図を見ながら話しましょう。裏で行われる処理は以前とまったく同じであり、このプロセスを自動化すると次のようなメリットがあることを説明します。

  • このツールは、C++ 側と Rust 側が一致することを保証します(たとえば、#[cxx::bridge] が実際の C++ または Rust の定義と一致しない場合、コンパイル エラーが発生しますが、同期されていない手動バインディングを使用すると、未定義の動作が発生します)。
  • このツールは、C 以外の機能に対する FFI サンク(小さな C-ABI 互換のフリー関数)の生成を自動化します(Rust または C++ メソッドへの FFI 呼び出しの有効化など。手動バインディングでは、このようなトップレベルのフリー関数を手動で作成する必要があります)。
  • ツールとライブラリは、次のような一連の主要な型を処理できます。
    • &[T] は、特定の ABI やメモリ レイアウトを保証するものではありませんが、FFI の境界を超えて渡すことができます。手動バインディングでは、std::span<T> / &[T] を手動で分離し、ポインタと長さから再構築する必要があります。言語ごとに空のスライスの表現方法が若干異なるため、エラーが発生しやすくなります。

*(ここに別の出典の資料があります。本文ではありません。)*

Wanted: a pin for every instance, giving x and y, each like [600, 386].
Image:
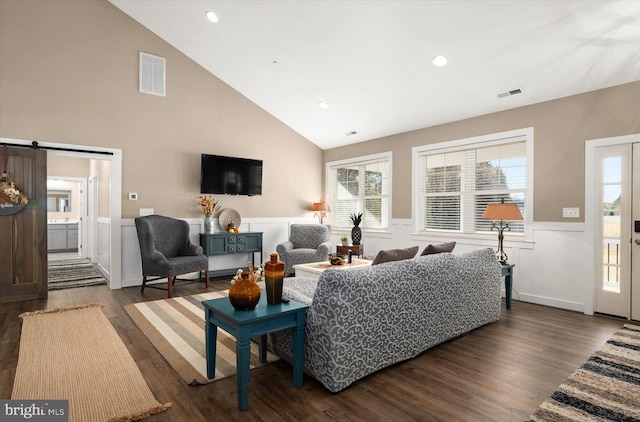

    • std::unique_ptr<T>std::shared_ptr<T>Box などのスマート ポインタは、ネイティブにサポートされています。手動バインディングでは、C-ABI 互換の未加工ポインタを渡す必要があるため、ライフタイムとメモリ安全性に関するリスクが高まります。
    • rust::String 型と CxxString 型は、言語間の文字列表現の違いを理解し、維持します(たとえば、rust::String::lossy は、非 UTF8 の入力から Rust 文字列を作成できます。また、rust::String::c_str は文字列を NUL 終端できます)。